The Blessing of a Broken Heart

The Sir Dr. Naim Dangoor Centre for Universal Monotheism

A new translation added to the Dangoor Centre Book series translated into Arabic, for reading and free download. The book The Blessing of a Broken Heart tell the story of the tragic death of Sari Mandel’s son in 2001. Kobi Mandel and his friend Yosef Ish-Ran (ages 13-14) had been brutally stoned to death by extreme act of terror, while hiking in the valley near their home, in Israel.

The Blessings of a Broken Heart is a spiritual journey of faith, hope inspiration. Kobi’s mother, Sherri has panned this absorbing, deeply painful and yet strangly beautifual account of her loss, sharing her thoughts and emotions as she moves through the first stages of mourning.
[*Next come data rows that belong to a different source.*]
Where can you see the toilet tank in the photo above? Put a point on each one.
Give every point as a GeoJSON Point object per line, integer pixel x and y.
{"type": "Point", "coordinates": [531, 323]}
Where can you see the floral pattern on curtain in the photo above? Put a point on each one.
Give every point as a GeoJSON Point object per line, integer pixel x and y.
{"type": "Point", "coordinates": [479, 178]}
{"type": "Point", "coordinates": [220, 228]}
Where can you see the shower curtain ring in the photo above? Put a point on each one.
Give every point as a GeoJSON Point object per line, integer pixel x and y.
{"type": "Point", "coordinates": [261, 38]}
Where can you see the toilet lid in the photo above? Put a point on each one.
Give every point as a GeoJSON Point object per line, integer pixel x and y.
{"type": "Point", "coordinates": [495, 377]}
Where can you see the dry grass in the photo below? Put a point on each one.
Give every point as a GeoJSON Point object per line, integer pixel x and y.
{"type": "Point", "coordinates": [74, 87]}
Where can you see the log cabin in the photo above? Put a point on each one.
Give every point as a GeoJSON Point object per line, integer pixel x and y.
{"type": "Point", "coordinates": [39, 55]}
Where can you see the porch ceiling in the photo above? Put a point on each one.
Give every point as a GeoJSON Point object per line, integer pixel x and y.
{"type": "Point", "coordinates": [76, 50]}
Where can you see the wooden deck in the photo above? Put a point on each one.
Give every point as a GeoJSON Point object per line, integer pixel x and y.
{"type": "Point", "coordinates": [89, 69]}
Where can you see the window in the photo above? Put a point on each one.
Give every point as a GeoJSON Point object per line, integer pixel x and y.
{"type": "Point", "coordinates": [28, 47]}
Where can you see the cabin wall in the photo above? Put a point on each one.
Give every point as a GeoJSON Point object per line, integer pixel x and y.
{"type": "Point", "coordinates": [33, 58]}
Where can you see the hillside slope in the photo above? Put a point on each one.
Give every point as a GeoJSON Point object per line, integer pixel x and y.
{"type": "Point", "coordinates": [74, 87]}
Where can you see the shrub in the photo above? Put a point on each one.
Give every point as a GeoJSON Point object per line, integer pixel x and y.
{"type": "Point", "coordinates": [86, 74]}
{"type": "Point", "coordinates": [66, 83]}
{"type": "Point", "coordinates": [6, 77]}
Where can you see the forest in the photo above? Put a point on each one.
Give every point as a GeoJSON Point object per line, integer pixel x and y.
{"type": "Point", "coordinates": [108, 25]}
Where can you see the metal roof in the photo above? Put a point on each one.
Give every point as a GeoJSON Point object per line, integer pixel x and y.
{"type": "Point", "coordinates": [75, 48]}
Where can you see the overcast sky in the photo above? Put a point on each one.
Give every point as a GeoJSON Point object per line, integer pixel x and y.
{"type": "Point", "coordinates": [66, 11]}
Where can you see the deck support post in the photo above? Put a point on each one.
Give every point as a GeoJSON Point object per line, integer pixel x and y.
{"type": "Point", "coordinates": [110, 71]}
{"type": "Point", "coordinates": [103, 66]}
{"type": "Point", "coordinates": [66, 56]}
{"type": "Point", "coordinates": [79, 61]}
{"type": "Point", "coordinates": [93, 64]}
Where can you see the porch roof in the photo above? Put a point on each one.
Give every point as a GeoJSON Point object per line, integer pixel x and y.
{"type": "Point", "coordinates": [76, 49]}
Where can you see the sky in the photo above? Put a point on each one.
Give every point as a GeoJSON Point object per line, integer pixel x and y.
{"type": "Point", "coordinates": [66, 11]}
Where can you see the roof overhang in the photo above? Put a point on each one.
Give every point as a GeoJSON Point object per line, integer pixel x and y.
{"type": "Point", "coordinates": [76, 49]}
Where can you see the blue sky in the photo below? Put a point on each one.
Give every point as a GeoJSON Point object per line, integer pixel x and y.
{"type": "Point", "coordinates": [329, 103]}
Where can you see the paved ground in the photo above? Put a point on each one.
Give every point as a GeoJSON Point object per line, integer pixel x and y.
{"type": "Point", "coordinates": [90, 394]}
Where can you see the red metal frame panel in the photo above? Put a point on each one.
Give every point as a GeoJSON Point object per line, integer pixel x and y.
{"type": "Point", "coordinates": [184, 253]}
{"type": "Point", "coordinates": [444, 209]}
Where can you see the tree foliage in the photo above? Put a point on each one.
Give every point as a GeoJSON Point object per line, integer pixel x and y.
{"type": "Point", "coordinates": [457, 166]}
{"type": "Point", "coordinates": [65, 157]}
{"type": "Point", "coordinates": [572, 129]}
We invite you to read, here below, excerpts from a Book Review by Francisco J. Bernal
The full review is available here:
https://danielclarkeserret.substack.com/p/the-blessing-of-a-broken-heart

A Book Review by Francisco J. Bernal

I read The Blessings of a Broken Heart in the year after the October 7th massacre in Israel, when the country was grieving once again, for entire families torn apart, for children, parents, and grandparents murdered or kidnapped. In that raw and heart-wrenching time, Sherri Mandell’s words felt like they were written not just in the past, but for this very moment. Her story helped me begin to grasp the depth of pain so many were living through, and offered a glimpse of how, even in the face of unthinkable loss, one might choose to live, to love, and to build again.
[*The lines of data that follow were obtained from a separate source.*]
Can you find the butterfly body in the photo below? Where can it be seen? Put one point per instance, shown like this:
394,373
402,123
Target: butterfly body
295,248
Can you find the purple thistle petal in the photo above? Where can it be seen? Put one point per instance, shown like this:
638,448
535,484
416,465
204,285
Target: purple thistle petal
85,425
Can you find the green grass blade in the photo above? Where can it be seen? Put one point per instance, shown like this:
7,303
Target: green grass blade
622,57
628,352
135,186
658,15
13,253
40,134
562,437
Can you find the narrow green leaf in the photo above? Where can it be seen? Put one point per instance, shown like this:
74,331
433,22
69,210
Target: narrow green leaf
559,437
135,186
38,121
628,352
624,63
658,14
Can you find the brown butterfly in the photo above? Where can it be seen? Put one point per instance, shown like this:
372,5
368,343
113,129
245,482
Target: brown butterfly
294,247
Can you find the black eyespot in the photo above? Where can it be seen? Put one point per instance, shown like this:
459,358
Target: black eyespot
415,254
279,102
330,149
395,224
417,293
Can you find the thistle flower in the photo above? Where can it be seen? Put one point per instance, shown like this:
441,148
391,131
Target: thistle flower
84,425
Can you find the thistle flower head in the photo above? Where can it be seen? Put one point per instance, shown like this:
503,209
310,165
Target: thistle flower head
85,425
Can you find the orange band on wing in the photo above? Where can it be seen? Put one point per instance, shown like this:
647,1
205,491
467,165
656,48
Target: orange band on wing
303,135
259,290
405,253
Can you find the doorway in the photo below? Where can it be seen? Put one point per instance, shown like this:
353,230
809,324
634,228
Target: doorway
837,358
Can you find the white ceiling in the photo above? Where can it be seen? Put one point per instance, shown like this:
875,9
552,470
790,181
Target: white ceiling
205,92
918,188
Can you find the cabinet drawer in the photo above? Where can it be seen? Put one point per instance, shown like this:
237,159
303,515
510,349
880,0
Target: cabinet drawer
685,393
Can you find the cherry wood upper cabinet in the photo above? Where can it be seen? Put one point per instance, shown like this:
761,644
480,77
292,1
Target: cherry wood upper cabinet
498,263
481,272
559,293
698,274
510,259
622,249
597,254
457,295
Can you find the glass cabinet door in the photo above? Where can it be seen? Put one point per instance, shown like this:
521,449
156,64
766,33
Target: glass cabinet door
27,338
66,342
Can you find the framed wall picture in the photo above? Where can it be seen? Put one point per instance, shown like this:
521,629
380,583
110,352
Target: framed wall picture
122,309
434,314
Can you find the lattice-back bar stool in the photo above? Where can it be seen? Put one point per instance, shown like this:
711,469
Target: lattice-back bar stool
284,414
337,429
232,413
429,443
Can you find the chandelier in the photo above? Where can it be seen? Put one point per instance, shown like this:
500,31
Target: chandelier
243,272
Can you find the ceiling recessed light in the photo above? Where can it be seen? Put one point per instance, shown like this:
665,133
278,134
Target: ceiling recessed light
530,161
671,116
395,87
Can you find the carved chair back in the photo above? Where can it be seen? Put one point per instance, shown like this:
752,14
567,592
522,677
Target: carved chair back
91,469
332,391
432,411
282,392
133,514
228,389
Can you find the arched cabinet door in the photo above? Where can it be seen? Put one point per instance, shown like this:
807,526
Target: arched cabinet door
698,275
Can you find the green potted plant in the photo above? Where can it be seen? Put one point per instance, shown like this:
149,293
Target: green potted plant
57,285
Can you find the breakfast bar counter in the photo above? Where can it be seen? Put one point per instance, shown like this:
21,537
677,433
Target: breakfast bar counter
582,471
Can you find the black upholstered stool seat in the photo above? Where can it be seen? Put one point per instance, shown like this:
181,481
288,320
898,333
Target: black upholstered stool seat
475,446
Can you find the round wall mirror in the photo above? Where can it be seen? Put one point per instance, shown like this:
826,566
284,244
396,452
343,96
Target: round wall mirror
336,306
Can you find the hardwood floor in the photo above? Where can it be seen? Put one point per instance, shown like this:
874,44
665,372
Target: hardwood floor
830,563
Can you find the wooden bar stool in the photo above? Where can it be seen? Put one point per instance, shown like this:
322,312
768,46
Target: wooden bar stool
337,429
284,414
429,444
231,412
I enter Sherri Mandell’s rituals, the shiva, the prayers, the seven days marked and measured, as a respectful outsider. I am aware that I do not share the faith that shapes these acts, but the grief beneath them does not feel foreign to me. Each tradition, each symbol, like the tearing of a shirt in mourning, sitting on low chairs, lower than the visitors who come to comfort, invites me to reflect on what my own ways would be to cope with loss. Perhaps I would cling to an object, a scent, or a phrase, as small anchors of remembrance. What Sherri receives from her tradition is not easy comfort, but a way to mark sacred time when everything else has fallen apart. It is like choreography for the hands when the heart no longer knows what to do.

One of Sherri Mandell’s most radical decisions is not to let hatred speak the loudest. To name the horror, but not become an instrument of rage, not to seek vengeance. I do not know if I could do the same. I know myself. If something like that were done to the person I love, my anger would be a fire uncontained. I would want to shout, to point out culprits, to destroy the very thing that destroyed mi vida.

But Sherri does not do this, and her refusal, far from passive, is a form of resistance. She does not forgive, she does not forget, but neither does she give herself over to bitterness.“I will not surrender to despair or anger […] If I give in to anger and hate, then I become one of the haters, a parasite who lives on fear and hate. If I live only to seek revenge, then they have won; they have destroyed me.”

The image that runs through the book is that of a broken vessel, which though cracked, can still hold. A vessel that does hide its damage but makes it part of its shape. Sherri Mandell does not speak of healing as going back, but as rebuilding. And that, to me, says everything. The pain does not go away yet love does not either. And the soul, though shattered, still shines.

I read as an outsider, not from the world of Jewish faith or ritual. I am not religious nor do I pretend to possess a faith like hers. I wish I did. I did not grow with those symbols or inherit those prayers. But reading her, something in me understands that losing the one you love does not have to mean losing everything. That it is possible to gather the fragments, to give them names, and make space for them. And that this act, so immense and so difficult, is already a way of continuing to love.“We ourselves are vessels, filled with Godliness. And though we may chip and crack, our souls are whole even when we aren’t.”“God himself seeks out broken vessels for use (Leviticus Rabah 7:2). As it says in Psalm 147, verse 3, “God is the healer of shattered hearts”.

I finished reading the book with a heaviness in my chest, knowing I can no longer look at grief the same way. But in that shift, between what hurts and what endures, I discovered an unexpected tenderness, the sense that sometimes to resist is simply to go on loving, with a new heart, shaped by grief and loss.“Many of us live with broken hearts. But when you touch broken hearts together, a new heart emerges, one that is more open and compassionate, able to touch others, a heart that seeks God. That is the blessing of a broken heart.


The Arabic translation is part of the work of The Connecting Hamza, an NGO that brings Jewish and Israeli texts to Arabic-speaking readers.